In [13]:
from datasets import load_dataset
emotions = load_dataset("emotion") # loading emotions dataset

No config specified, defaulting to: emotion/split
Found cached dataset emotion (/Users/leisun/.cache/huggingface/datasets/emotion/split/1.0.0/cca5efe2dfeb58c1d098e0f9eeb200e9927d889b5a03c67097275dfb5fe463bd)


  0%|          | 0/3 [00:00<?, ?it/s]

In [14]:
from transformers import AutoTokenizer, AutoModel # The Auto meant it will automatically select model to use based on model_ckpt

In [15]:
model_ckpt = "distilbert-base-uncased"
tokenizer = AutoTokenizer.from_pretrained(model_ckpt)

In [25]:
import torch
device = torch.device("mps") # utilising apple silicon

model = AutoModel.from_pretrained(model_ckpt).to(device)

# this is a sample text
text = ["this is a test", "this is another test, whatever"]

# this is to apply the tokenizer
inputs = tokenizer(text, padding = True, truncation = True, return_tensors = "pt") # by default tokeniser returns arrays as tensor (pt is pytorch)

print(inputs) # can see the first sentence is padded with zeros at the end. The ids are in the vocab
print(tokenizer.convert_ids_to_tokens(inputs['input_ids'][1])) # note that [CLS] [SEP] is added.

Some weights of the model checkpoint at distilbert-base-uncased were not used when initializing DistilBertModel: ['vocab_layer_norm.bias', 'vocab_transform.bias', 'vocab_projector.weight', 'vocab_projector.bias', 'vocab_layer_norm.weight', 'vocab_transform.weight']
- This IS expected if you are initializing DistilBertModel from the checkpoint of a model trained on another task or with another architecture (e.g. initializing a BertForSequenceClassification model from a BertForPreTraining model).
- This IS NOT expected if you are initializing DistilBertModel from the checkpoint of a model that you expect to be exactly identical (initializing a BertForSequenceClassification model from a BertForSequenceClassification model).

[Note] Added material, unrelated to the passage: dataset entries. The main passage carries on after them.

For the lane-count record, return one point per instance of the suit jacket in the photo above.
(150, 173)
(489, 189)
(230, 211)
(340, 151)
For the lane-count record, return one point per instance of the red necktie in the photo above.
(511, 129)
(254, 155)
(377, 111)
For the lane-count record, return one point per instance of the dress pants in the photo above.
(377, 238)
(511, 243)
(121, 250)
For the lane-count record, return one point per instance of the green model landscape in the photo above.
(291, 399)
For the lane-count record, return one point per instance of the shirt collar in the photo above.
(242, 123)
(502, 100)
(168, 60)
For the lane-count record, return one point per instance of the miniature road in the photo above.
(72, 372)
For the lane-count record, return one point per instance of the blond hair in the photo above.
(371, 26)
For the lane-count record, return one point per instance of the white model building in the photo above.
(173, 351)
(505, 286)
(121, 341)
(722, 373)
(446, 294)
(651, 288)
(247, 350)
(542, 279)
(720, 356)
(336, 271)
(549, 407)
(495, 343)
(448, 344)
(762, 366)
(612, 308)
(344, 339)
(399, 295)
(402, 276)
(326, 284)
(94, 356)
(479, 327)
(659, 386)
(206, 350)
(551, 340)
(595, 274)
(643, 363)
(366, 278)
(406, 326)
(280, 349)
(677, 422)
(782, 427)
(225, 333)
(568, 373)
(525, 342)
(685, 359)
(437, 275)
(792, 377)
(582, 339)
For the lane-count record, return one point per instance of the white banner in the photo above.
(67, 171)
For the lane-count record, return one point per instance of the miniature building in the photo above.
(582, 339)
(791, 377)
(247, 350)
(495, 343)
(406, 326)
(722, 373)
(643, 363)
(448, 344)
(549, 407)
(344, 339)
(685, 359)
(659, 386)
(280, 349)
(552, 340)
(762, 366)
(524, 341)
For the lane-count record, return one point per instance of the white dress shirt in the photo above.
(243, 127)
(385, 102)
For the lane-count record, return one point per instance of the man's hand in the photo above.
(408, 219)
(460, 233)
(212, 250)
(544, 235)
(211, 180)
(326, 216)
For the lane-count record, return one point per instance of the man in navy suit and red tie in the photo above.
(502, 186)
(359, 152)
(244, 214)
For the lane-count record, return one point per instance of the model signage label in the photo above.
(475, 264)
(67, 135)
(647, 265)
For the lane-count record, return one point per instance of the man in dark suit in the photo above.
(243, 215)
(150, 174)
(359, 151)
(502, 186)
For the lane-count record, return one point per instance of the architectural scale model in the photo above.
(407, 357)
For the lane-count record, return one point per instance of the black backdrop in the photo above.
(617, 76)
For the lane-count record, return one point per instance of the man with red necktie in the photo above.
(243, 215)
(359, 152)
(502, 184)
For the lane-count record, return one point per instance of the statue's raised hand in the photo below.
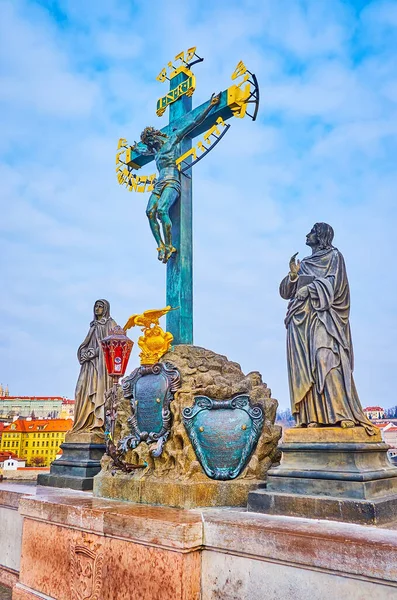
(294, 267)
(215, 99)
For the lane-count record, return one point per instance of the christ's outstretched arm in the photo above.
(190, 125)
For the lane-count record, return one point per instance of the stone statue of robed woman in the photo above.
(93, 380)
(319, 346)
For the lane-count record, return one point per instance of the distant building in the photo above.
(374, 412)
(12, 464)
(31, 440)
(42, 407)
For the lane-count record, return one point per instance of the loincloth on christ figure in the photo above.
(167, 182)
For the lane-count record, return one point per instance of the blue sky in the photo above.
(76, 76)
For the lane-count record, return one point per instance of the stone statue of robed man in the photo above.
(93, 379)
(319, 346)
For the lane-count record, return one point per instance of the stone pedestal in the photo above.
(76, 468)
(76, 546)
(331, 473)
(176, 477)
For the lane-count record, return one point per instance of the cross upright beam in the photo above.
(180, 265)
(184, 124)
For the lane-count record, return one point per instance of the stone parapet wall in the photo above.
(152, 553)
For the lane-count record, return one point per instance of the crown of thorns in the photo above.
(150, 132)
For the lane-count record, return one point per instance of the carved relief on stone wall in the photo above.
(85, 573)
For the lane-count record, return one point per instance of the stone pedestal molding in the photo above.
(76, 468)
(331, 473)
(76, 546)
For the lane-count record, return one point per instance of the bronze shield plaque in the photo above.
(223, 433)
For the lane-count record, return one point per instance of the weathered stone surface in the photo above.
(206, 373)
(76, 467)
(331, 473)
(322, 435)
(148, 553)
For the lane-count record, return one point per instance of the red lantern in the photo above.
(116, 349)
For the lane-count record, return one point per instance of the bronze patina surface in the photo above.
(176, 478)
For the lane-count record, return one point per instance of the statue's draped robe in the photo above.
(93, 380)
(319, 347)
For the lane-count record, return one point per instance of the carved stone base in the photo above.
(76, 468)
(331, 473)
(190, 494)
(178, 476)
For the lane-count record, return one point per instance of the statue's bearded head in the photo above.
(153, 138)
(320, 236)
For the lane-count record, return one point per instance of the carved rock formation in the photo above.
(206, 373)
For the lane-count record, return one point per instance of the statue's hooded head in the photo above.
(321, 236)
(152, 138)
(101, 310)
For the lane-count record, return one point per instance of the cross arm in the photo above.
(138, 159)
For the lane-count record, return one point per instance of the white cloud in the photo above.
(323, 148)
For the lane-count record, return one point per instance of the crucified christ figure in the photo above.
(167, 187)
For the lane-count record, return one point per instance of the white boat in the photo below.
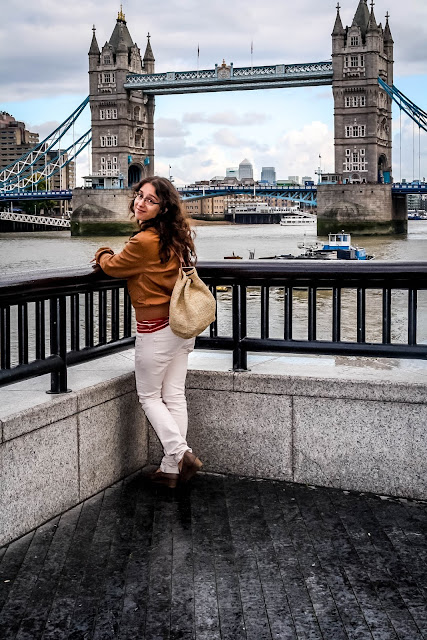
(293, 217)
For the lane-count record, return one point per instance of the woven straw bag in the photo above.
(192, 306)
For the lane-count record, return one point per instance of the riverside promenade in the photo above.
(228, 557)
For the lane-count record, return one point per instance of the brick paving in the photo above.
(226, 558)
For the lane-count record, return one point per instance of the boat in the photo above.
(417, 214)
(293, 217)
(338, 247)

{'input_ids': tensor([[ 101, 2023, 2003, 1037, 3231,  102,    0,    0],
        [ 101, 2023, 2003, 2178, 3231, 1010, 3649,  102]]), 'attention_mask': tensor([[1, 1, 1, 1, 1, 1, 0, 0],
        [1, 1, 1, 1, 1, 1, 1, 1]])}
['[CLS]', 'this', 'is', 'another', 'test', ',', 'whatever', '[SEP]']


In [17]:
# this function extract last hidden state from a batch 
def extract_hidden_states(batch):
    inputs = {k: v.to(device) for k, v in batch.items() # model only expect input_ids and attention_mask
                 if k in tokenizer.model_input_names}
    with torch.no_grad():
        last_hidden_state = model(**inputs).last_hidden_state # take the last hidden state [CLS]

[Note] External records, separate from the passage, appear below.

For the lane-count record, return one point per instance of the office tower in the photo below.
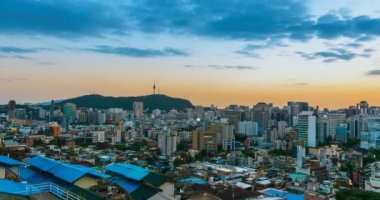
(138, 109)
(307, 133)
(341, 135)
(98, 137)
(167, 143)
(295, 108)
(322, 129)
(371, 137)
(69, 111)
(228, 137)
(363, 107)
(11, 109)
(206, 139)
(351, 111)
(334, 120)
(248, 128)
(301, 152)
(20, 113)
(261, 115)
(281, 129)
(373, 182)
(356, 125)
(52, 107)
(233, 116)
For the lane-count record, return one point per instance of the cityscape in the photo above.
(189, 100)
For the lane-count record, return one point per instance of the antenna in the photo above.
(154, 87)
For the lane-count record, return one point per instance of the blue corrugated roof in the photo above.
(10, 187)
(193, 180)
(67, 172)
(42, 163)
(127, 170)
(128, 185)
(34, 177)
(91, 171)
(5, 160)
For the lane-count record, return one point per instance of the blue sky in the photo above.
(212, 52)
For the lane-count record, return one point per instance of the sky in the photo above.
(216, 52)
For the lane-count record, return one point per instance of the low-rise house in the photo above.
(141, 183)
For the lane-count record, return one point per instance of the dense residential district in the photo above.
(62, 151)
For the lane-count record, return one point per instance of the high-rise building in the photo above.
(356, 125)
(138, 109)
(371, 138)
(261, 115)
(373, 182)
(295, 108)
(69, 111)
(322, 129)
(248, 128)
(11, 109)
(228, 137)
(341, 135)
(335, 119)
(20, 113)
(281, 129)
(206, 139)
(233, 116)
(307, 131)
(363, 107)
(167, 143)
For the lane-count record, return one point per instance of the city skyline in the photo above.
(202, 51)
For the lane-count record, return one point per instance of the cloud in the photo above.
(375, 72)
(222, 67)
(250, 49)
(12, 79)
(138, 53)
(241, 20)
(64, 18)
(354, 45)
(332, 55)
(17, 52)
(301, 84)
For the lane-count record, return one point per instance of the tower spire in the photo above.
(154, 87)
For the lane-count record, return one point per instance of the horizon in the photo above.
(219, 107)
(264, 51)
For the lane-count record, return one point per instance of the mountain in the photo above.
(151, 102)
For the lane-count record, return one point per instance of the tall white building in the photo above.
(227, 137)
(248, 128)
(138, 109)
(373, 182)
(335, 119)
(307, 128)
(167, 143)
(281, 129)
(371, 137)
(98, 137)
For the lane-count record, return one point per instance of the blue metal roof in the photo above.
(133, 172)
(10, 187)
(34, 177)
(42, 163)
(67, 172)
(193, 180)
(127, 185)
(5, 160)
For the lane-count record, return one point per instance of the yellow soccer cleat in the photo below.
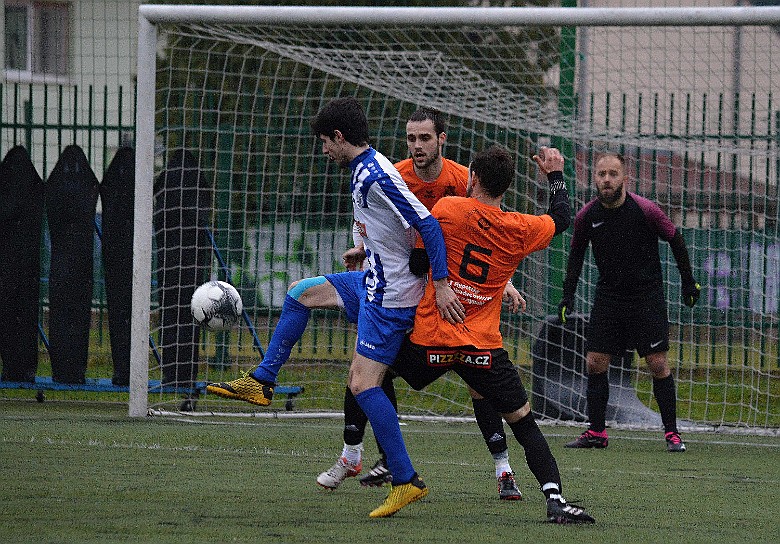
(244, 388)
(400, 496)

    return {"hidden_state": last_hidden_state.cpu().numpy()}

# this function uses the tokeniser on the batch text (this is the feature of emotion['train']. 
# this also applies padding
def tokenize(batch):
    return tokenizer(batch['text'], padding = True, truncation = True, return_tensors = "pt")

In [19]:
emotions_encoded = emotions.map(tokenize, batched = True, batch_size = None) # do not batch as it will need padding
emotions_encoded.set_format('torch', columns = ['input_ids', 'attention_mask', 'label']) # set the ds to use torch
                                                
print(emotions_encoded['train'][0])

Loading cached processed dataset at /Users/leisun/.cache/huggingface/datasets/emotion/split/1.0.0/cca5efe2dfeb58c1d098e0f9eeb200e9927d889b5a03c67097275dfb5fe463bd/cache-340b8d5609895ea7.arrow
Loading cached processed dataset at /Users/leisun/.cache/huggingface/datasets/emotion/split/1.0.0/cca5efe2dfeb58c1d098e0f9eeb200e9927d889b5a03c67097275dfb5fe463bd/cache-edaf99feeb6ed202.arrow
Loading cached processed dataset at /Users/leisun/.cache/huggingface/datasets/emotion/split/1.0.0/cca5efe2dfeb58c1d098e0f9eeb200e9927d889b5a03c67097275dfb5fe463bd/cache-ba243ea584e486d4.arrow


{'label': tensor(0), 'input_ids': tensor([  101,  1045,  2134,  2102,  2514, 26608,   102,     0,     0,     0,
            0,     0,     0,     0,     0,     0,     0,     0,     0,     0,
            0,     0,     0,     0,     0,     0,     0,     0,     0,     0,
            0,     0,     0,     0,     0,     0,     0,     0,     0,     0,
            0,     0,     0,     0,     0,     0,     0,     0,     0,     0,
            0,     0,     0,     0,     0,     0,     0,     0,     0,     0,
            0,     0,     0,     0,     0,     0,     0,     0,     0,     0,
            0,     0,     0,     0,     0,     0,     0,     0,     0,     0,
            0,     0,     0,     0,     0,     0,     0]), 'attention_mask': tensor([1, 1, 1, 1, 1, 1, 1, 0, 0, 0, 0, 0, 0, 0, 0, 0, 0, 0, 0, 0, 0, 0, 0, 0,
        0, 0, 0, 0, 0, 0, 0, 0, 0, 0, 0, 0, 0, 0, 0, 0, 0, 0, 0, 0, 0, 0, 0, 0,
        0, 0, 0, 0, 0, 0, 0, 0, 0, 0, 0, 0, 0, 0, 0, 0, 0, 0, 0, 0, 0, 0, 0, 0,
        0, 0, 0, 0, 0, 0,

In [20]:
emotions_hidden = emotions_encoded.map(extract_hidden_states, batched = True, batch_size = 128) #this needs batch as it will run out of memory

Map:   0%|          | 0/16000 [00:00<?, ? examples/s]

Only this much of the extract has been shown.